Monday, August 17, 2020

Why is the UK making interest rates so low?

 

On 11 March 2020, the Bank of England cut the interest rates to 0.25% from 0.75%, and a week later it was reduced further to 0.1%. But why does reducing interest rates help limit the economic impact from coronavirus?

An interest rate cut is a monetary policy, which us used to increase aggregate demand (which is made up of consumption, investment, government spending and net exports. There are many reasons why a decrease in interest rates increases aggregate demand:

·       Reduces cost of borrowing: This can act as an incentive for consumers to take out mortgages and for firms to take out loans to finance greater spending and investment.
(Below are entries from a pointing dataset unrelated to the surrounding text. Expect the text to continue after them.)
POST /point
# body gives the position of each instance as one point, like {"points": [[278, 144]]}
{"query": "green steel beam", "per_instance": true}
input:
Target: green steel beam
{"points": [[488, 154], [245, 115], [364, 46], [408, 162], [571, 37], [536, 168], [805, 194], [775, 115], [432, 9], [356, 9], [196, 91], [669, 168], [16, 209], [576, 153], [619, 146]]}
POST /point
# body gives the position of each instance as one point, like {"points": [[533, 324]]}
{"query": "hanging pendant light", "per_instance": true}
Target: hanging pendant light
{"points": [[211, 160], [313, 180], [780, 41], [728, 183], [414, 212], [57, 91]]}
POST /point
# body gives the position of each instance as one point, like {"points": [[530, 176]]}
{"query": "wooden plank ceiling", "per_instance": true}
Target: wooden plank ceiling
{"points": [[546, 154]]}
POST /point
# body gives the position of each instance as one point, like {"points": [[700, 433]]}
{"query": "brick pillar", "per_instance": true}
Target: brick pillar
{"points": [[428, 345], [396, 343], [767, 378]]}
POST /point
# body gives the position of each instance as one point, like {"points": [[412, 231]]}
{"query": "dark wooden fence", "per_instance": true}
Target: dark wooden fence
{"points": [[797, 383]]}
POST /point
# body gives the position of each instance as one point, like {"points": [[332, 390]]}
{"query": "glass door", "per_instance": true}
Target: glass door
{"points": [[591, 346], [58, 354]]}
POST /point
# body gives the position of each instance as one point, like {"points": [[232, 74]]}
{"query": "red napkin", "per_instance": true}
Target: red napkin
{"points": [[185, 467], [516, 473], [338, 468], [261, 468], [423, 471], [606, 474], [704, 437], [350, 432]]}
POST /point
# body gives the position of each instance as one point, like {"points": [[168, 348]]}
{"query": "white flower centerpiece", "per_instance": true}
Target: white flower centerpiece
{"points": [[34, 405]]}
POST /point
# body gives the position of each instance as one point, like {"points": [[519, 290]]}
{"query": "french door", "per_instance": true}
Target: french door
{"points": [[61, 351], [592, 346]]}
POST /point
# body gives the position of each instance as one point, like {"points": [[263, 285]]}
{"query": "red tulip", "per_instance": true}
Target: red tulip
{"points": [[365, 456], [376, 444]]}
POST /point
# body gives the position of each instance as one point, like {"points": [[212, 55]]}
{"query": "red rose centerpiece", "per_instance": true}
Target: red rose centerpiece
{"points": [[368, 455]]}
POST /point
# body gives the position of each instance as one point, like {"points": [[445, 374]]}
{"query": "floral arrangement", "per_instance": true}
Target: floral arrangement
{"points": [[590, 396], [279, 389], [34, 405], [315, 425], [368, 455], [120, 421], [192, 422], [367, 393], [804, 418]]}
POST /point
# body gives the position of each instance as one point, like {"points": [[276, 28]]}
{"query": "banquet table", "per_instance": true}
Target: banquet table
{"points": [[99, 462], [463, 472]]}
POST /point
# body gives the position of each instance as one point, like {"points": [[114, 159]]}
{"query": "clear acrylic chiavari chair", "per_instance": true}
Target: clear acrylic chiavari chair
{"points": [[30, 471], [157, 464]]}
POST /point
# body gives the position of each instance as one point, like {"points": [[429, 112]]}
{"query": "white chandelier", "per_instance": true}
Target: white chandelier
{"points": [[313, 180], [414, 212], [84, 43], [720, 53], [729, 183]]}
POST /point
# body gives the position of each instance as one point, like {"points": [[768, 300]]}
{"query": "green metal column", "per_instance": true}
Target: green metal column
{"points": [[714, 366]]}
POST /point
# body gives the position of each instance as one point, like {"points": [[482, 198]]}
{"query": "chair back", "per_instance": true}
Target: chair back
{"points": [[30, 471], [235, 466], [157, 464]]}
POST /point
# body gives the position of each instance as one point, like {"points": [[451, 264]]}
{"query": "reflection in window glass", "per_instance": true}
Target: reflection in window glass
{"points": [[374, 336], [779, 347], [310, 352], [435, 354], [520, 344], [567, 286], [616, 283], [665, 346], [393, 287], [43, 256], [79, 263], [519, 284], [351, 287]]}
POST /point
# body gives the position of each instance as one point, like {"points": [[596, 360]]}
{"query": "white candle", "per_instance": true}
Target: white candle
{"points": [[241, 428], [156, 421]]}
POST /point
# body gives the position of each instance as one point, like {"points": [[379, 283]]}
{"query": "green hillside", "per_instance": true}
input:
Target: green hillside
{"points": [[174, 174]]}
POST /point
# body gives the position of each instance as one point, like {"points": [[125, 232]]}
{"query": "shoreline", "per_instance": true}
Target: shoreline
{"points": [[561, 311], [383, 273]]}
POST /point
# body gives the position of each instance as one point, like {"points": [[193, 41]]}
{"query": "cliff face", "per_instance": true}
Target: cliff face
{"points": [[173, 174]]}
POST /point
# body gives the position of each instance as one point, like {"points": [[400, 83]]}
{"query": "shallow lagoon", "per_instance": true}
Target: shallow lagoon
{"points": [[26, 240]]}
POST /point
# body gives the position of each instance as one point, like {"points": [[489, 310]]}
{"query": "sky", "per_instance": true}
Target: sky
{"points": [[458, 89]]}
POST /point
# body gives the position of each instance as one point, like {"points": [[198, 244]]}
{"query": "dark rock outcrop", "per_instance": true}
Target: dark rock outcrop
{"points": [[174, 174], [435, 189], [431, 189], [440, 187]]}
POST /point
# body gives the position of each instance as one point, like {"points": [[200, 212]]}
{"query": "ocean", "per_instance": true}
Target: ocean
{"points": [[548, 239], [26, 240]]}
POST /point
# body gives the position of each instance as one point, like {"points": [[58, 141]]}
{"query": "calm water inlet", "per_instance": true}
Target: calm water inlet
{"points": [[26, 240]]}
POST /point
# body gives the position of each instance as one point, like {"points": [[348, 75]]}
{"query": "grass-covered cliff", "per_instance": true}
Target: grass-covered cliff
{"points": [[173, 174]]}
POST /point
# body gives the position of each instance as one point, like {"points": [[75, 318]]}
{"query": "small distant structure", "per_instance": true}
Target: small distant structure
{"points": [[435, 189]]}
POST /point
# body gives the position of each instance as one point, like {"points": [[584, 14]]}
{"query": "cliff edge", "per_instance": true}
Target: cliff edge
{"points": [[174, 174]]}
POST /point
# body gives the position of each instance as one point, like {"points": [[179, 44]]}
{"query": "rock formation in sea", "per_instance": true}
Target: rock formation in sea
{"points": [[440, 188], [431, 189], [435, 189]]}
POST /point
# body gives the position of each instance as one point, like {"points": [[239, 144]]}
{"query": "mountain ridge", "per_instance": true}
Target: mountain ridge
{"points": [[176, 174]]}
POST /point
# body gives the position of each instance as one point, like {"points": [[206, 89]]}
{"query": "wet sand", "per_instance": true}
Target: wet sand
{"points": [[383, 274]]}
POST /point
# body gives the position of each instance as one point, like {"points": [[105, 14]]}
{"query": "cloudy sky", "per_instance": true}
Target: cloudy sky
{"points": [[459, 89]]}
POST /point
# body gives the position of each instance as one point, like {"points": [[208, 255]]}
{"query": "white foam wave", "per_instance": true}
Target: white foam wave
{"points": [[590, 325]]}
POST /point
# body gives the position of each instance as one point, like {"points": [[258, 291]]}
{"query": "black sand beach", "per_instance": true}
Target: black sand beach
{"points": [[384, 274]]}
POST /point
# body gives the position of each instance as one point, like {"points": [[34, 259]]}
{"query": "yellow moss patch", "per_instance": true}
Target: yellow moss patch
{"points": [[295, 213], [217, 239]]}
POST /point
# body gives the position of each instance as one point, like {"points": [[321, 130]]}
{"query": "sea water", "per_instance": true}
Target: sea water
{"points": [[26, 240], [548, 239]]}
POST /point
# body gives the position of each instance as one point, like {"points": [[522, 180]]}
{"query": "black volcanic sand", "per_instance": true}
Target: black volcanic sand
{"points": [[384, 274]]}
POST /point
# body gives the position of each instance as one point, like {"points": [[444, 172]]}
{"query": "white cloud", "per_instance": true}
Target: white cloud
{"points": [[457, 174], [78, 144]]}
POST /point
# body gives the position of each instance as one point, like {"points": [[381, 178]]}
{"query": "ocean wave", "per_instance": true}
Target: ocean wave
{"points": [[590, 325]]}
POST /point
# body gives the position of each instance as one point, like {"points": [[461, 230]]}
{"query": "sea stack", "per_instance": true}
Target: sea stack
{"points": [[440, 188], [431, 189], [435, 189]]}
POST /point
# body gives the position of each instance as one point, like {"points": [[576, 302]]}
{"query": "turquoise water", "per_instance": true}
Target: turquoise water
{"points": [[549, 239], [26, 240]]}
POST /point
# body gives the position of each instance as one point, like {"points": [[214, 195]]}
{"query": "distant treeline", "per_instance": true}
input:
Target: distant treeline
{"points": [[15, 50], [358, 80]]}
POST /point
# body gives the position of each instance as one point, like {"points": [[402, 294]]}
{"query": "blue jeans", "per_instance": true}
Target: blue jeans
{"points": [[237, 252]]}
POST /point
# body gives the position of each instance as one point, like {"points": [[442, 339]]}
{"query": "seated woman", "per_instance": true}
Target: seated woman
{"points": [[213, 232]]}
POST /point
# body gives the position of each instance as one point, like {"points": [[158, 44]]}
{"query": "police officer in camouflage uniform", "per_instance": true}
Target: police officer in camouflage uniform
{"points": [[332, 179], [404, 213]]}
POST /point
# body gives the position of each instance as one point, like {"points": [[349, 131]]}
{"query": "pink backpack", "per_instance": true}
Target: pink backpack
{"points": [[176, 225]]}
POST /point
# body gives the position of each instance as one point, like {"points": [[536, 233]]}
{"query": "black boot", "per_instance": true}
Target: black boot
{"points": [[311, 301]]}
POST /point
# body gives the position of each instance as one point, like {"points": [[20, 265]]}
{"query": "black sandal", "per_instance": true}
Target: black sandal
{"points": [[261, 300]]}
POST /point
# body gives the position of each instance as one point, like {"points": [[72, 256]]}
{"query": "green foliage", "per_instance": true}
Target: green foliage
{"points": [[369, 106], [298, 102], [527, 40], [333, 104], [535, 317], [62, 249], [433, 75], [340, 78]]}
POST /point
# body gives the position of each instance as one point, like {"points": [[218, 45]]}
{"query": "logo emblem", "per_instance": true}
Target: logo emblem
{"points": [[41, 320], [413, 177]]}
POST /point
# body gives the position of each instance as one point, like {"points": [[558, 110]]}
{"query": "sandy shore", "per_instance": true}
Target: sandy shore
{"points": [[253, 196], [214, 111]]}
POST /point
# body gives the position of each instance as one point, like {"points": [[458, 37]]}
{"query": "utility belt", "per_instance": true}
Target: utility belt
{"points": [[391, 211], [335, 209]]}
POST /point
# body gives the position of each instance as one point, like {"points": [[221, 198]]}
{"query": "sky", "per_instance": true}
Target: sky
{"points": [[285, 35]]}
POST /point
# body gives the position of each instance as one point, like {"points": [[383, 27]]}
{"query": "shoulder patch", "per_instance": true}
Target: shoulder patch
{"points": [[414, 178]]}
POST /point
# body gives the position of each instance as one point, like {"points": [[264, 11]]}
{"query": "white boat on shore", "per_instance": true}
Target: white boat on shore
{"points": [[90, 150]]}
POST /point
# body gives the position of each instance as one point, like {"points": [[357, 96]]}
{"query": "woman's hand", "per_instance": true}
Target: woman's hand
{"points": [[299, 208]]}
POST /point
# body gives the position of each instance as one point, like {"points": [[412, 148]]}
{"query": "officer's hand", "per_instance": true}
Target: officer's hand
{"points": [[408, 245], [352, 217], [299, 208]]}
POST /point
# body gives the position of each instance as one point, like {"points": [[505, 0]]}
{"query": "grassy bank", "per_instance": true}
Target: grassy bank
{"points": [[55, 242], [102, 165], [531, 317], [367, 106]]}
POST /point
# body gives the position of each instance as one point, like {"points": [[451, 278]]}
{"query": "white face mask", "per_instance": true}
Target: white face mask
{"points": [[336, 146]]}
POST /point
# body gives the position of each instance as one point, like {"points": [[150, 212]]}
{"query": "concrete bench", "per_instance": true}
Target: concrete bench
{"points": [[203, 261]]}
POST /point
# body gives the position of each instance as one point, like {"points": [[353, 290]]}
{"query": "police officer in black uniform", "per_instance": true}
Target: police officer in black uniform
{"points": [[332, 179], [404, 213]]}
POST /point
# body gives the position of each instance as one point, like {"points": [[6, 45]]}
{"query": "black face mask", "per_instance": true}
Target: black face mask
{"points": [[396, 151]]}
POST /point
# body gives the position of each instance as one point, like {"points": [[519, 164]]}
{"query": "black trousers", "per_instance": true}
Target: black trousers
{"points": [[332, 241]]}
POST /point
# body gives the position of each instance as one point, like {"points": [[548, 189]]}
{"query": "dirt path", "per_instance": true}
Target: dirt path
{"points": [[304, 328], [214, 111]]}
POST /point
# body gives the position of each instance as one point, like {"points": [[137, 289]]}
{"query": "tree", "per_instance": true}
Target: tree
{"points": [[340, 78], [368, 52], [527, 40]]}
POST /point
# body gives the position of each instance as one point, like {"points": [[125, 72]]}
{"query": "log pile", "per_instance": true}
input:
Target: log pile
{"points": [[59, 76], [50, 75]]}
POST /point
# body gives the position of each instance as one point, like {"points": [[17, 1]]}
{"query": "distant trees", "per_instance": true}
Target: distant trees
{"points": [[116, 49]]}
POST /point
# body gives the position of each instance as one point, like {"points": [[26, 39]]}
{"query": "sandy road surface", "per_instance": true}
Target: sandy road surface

·       Deters individuals and firms from saving: A decrease in interest rates means you get a smaller return from saving. This encourages consumers and firms to spend money rather than saving it.

·       Exchange rate depreciation: Reduced interest rates mean that it is less attractive to save money in the UK as you would make more money from saving in other countries. This means there would be a decrease in demand for Pounds causing the exchange rate to fall. This leads to people in the UK buying less from abroad and exporting more because it is cheaper for other countries to buy our goods. This leads to net exports (Exports – Imports) decreasing.

Overall, a cut in interest rates leads to an increase in consumption, investment, and net exports, causing an increase in aggregate demand. Therefore, the UK cut interest rates to a low level to stimulate economic growth, after aggregate demand fell during lockdown.